Nowadays, the Yankees aren’t too active when it comes to swiping bags. A 35-year-old Gardner led the team with just 10 steals last year, and the Yankees as a team stole just 55 bases last year, the sixth-lowest total in the Majors. This is a far cry from even just two years ago, when the 2017 Yankees stole 90 bags.
The Yankees have decreased their baserunning aggressiveness in some ways under Aaron Boone, but they have become an overall smarter team on the basepaths. In that 2017 season when the Yankees were among the league leaders with 90 steals, they were also second in the league in outs on the bases, with 70. That’s over 2.5 games’ worth of outs just on the basepaths!

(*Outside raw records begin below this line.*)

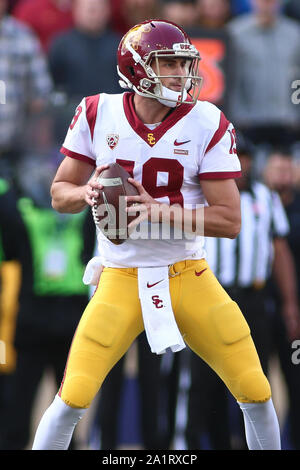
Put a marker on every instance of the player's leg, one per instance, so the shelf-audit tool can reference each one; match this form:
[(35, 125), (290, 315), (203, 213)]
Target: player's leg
[(110, 323), (216, 330)]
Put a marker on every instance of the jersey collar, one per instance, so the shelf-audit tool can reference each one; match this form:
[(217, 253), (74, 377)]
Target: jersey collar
[(151, 137)]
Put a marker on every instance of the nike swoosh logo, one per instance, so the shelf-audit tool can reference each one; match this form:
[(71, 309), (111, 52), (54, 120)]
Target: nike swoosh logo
[(152, 285), (180, 143), (200, 272)]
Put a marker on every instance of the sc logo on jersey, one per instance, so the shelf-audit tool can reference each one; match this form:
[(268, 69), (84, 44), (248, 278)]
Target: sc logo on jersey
[(151, 139), (157, 301)]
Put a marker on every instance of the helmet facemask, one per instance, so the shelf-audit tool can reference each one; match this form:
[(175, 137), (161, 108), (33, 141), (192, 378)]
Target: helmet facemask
[(151, 85)]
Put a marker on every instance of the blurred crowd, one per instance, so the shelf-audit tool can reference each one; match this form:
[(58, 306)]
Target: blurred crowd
[(53, 53)]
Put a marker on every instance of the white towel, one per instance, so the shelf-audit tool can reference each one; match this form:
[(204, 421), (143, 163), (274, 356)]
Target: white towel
[(160, 325), (92, 271)]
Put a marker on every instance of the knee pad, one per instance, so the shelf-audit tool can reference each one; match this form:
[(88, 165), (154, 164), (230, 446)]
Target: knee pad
[(102, 324), (229, 323), (79, 391), (253, 387)]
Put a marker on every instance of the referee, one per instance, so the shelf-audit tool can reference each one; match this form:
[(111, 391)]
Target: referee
[(244, 266)]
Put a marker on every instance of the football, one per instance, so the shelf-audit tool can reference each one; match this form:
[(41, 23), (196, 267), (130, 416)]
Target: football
[(109, 212)]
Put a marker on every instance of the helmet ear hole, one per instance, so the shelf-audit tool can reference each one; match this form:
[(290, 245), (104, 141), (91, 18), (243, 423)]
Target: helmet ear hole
[(131, 71)]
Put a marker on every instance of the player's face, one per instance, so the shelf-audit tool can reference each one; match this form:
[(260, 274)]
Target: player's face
[(172, 69)]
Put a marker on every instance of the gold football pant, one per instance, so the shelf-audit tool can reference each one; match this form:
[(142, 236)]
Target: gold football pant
[(211, 323)]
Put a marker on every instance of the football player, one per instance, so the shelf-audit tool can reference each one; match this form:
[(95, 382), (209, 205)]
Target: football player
[(181, 154)]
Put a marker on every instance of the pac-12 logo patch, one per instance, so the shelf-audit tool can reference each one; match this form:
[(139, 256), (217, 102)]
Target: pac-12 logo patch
[(112, 140)]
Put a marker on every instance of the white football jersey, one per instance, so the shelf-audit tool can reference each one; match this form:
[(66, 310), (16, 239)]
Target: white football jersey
[(192, 143)]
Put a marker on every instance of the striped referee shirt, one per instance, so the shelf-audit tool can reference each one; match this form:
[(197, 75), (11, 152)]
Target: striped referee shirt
[(247, 260)]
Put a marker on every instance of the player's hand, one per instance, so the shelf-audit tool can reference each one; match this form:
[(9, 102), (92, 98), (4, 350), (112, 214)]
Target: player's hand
[(144, 205), (93, 187)]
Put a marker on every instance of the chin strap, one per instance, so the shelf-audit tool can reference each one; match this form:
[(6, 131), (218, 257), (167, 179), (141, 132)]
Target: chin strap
[(171, 98)]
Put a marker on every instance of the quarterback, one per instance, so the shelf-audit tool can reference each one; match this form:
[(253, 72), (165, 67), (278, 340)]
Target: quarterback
[(181, 155)]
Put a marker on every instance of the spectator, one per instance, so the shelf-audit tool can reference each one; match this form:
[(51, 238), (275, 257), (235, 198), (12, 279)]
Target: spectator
[(52, 294), (127, 13), (267, 60), (292, 9), (213, 14), (181, 12), (25, 79), (46, 17), (83, 60), (240, 6)]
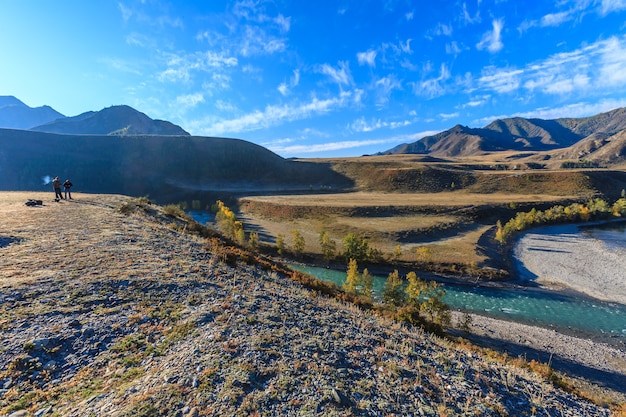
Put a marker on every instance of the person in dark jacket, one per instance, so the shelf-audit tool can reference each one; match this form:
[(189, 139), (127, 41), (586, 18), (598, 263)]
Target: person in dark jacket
[(56, 184), (67, 185)]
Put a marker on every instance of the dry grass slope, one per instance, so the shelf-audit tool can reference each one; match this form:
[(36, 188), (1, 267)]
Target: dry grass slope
[(121, 312)]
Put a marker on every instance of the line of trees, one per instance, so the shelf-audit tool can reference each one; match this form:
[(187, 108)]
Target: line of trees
[(595, 209), (413, 300)]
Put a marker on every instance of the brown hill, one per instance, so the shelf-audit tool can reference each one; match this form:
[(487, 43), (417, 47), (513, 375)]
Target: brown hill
[(106, 313), (576, 137)]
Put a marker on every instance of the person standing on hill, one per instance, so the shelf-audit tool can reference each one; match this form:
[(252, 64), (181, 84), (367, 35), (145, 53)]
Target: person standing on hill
[(67, 185), (56, 184)]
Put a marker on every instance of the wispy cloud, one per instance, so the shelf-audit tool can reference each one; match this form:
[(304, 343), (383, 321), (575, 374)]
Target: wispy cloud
[(189, 101), (285, 87), (368, 58), (284, 23), (181, 67), (467, 17), (274, 115), (341, 75), (575, 110), (384, 87), (609, 6), (362, 125), (302, 149), (432, 87), (600, 66), (492, 40)]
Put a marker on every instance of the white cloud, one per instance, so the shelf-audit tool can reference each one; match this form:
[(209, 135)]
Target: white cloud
[(275, 115), (446, 116), (609, 6), (285, 88), (363, 126), (189, 100), (181, 67), (469, 19), (406, 47), (335, 146), (613, 63), (492, 41), (477, 101), (283, 22), (500, 80), (555, 19), (432, 87), (453, 48), (368, 58), (443, 29), (339, 75), (384, 86), (255, 41)]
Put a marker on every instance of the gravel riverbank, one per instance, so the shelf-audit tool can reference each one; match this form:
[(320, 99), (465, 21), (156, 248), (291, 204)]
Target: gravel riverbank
[(562, 256), (123, 314)]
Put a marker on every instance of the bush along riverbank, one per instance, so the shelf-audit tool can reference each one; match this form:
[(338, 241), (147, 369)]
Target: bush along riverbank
[(128, 313), (595, 209)]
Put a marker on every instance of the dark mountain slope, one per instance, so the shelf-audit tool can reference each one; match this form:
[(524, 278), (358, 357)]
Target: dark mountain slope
[(14, 114), (115, 120), (167, 168)]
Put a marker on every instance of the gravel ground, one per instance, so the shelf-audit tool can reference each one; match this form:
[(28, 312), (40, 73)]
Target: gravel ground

In 2018, the Yankees lowered their number of outs on the bases to 54, which was one above league average, and improved further in 2019, only making 46 outs on the bases, which was the ninth-best total in the bigs. In just a two-year span, the Yankees have made 24 fewer outs on the bases, which is almost an entire game’s worth.
Even though the team is stealing fewer bases, the Yankees haven’t become less aggressive on the bases in other aspects. Their rate of taking the extra base (first-to-third on a single, second-to-home on a single, first-to-home on a double) has remained right around the MLB average of 41 percent over the last three years. This is mainly because the Yankees have excelled at scoring from second on singles – no American League team scored from second on singles more than the Yankees last year, who did it 115 times thanks to contact artists like DJ LeMahieu and Gio Urshela.
Although the Yankees succeed with small ball in that way, make no mistake, they are built around the long ball. This is also another reason why the Yankees’ steals totals have dropped. They simply don’t need to steal as many bases when they have Aaron Judge, Gary Sanchez and Gleyber Torres in the lineup, who can go yard at any time. This isn’t the doldrums of 2014-2016 offensively.
In terms of player baserunning ability, the Yankees don’t have many positive baserunners (per FanGraphs’ BsR metric), but they also don’t have too many negatives. All in all, the team is average on the bases. For every Brett Gardner, Mike Tauchman or Tyler Wade, there’s a Luke Voit, Gio Urshela or Gary Sanchez balancing them out. According to FanGraphs, everyone else is somewhere in the middle in terms of baserunning value, which sounds about right.
After his rookie season in 2018, Gleyber Torres was viewed as one of the Yankees’ worst baserunners. It was identified as his biggest potential area of improvement, and although he’s still not a positive baserunner, he cut his BsR in half from -1.0 to -0.5 last year, which shows progress, at least. If Torres and Miguel Andujar can continue to grow as baserunners, the Yankees can become an even better team on the basepaths.
The 2020 Yankees will be defined by their power, their rotation, and their bullpen. The team’s performance on the basepaths is not as pressing an x-factor as those other aspects, but it is still important. Bad baserunning mistakes get amplified in the playoffs, and with the Yankees’ young core on the rise, it appears that the team is starting to leave some of those errors on the bases behind them.